Fazal Majid's low-intensity blog

Sporadic pontification

Fazal Fazal

Is the Nikon D70 NEF (RAW) format truly lossless?

Many digital photographers (including myself) prefer shooting in so-called RAW mode. In theory, the camera saves the data exactly as it is read off the sensor, in a proprietary format that can later be processed on a PC or Mac to extract every last drop of performance, dynamic range and detail from the captured image, something the embedded processor on board the camera is hard-pressed to do when it is trying to cook the raw data into a JPEG file in real time.

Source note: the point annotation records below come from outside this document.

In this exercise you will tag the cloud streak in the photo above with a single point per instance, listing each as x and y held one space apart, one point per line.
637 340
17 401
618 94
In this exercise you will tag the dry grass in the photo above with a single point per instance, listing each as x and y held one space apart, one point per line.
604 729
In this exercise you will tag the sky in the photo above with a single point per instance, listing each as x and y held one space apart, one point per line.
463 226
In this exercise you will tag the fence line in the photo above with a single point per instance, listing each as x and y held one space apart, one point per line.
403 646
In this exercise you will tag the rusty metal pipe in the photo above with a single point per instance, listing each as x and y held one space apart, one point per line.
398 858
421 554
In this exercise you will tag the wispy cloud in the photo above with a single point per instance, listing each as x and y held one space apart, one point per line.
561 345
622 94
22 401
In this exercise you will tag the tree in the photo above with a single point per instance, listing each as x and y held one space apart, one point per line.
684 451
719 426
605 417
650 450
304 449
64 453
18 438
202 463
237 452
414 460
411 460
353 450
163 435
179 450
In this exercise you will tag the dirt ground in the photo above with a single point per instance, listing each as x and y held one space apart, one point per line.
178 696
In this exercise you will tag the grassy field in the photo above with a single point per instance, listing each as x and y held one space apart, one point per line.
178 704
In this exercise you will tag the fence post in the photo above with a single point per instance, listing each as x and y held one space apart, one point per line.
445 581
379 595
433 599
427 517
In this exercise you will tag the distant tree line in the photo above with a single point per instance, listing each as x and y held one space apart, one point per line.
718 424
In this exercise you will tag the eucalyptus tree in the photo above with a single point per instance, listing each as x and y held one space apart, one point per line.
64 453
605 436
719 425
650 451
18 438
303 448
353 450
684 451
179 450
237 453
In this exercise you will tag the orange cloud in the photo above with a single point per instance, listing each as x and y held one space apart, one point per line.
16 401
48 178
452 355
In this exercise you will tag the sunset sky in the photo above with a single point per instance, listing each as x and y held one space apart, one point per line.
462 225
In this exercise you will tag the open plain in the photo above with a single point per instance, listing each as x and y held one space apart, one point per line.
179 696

The debate rages between proponents of JPEG and RAW workflows. What it really reflects is two different approaches to photography, both equally valid.

For people who favor JPEG, the creative moment is when you press the shutter release, and they would rather be out shooting more images than slaving in a darkroom or in front of a computer doing post-processing. This was Henri Cartier-Bresson’s philosophy — he was notoriously ignorant of the details of photographic printing, preferring to rely on a trusted master printmaker. This group also includes professionals like wedding photographers or photojournalists for whom the productivity of a streamlined workflow is an economic necessity (even though the overhead of a RAW workflow diminishes with the right software, it is still there).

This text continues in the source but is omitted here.